The main class for self-supervised learning on tabular data.

from tabular_ssl import TabularSSL

Parameters

  • input_dim (int): Dimension of input features
  • hidden_dim (int, optional): Dimension of hidden layers. Defaults to 256.
  • num_layers (int, optional): Number of transformer layers. Defaults to 4.
  • num_heads (int, optional): Number of attention heads. Defaults to 4.
  • dropout (float, optional): Dropout rate. Defaults to 0.1.
  • mask_ratio (float, optional): Ratio of features to mask during training. Defaults to 0.15.

Methods

train(data, batch_size=32, epochs=100, learning_rate=1e-4)

Train the model using self-supervised learning.
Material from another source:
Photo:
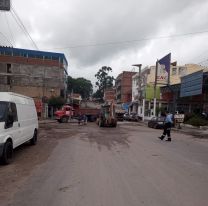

Parameters: - data (pd.DataFrame): Input data - batch_size (int): Batch size for training - epochs (int): Number of training epochs - learning_rate (float): Learning rate

Returns: - dict: Training history

predict(data)

Make predictions on new data.

Parameters: - data (pd.DataFrame): Input data

Returns: - np.ndarray: Model predictions

Data Utilities

DataLoader

Utility class for loading and preprocessing tabular data.

from tabular_ssl.data import DataLoader

Methods

load_data(file_path, target_col=None)

Load data from a file.

Parameters: - file_path (str): Path to the data file - target_col (str, optional): Name of the target column

Returns: - pd.DataFrame: Loaded data

preprocess(data, categorical_cols=None)

Preprocess the data.

Parameters: - data (pd.DataFrame): Input data - categorical_cols (list, optional): List of categorical column names

Returns: - pd.DataFrame: Preprocessed data

Utility Functions

Evaluation

from tabular_ssl.utils import evaluate_model

evaluate_model(model, test_data, metrics=['accuracy', 'f1'])

Evaluate model performance.

Parameters: - model: Trained model - test_data (pd.DataFrame): Test data - metrics (list): List of metrics to compute

Returns: - dict: Dictionary of metric scores

Visualization

from tabular_ssl.utils import plot_training_history

plot_training_history(history)

Plot training history.

Parameters: - history (dict): Training history dictionary

Returns: - matplotlib.figure.Figure: Plot figure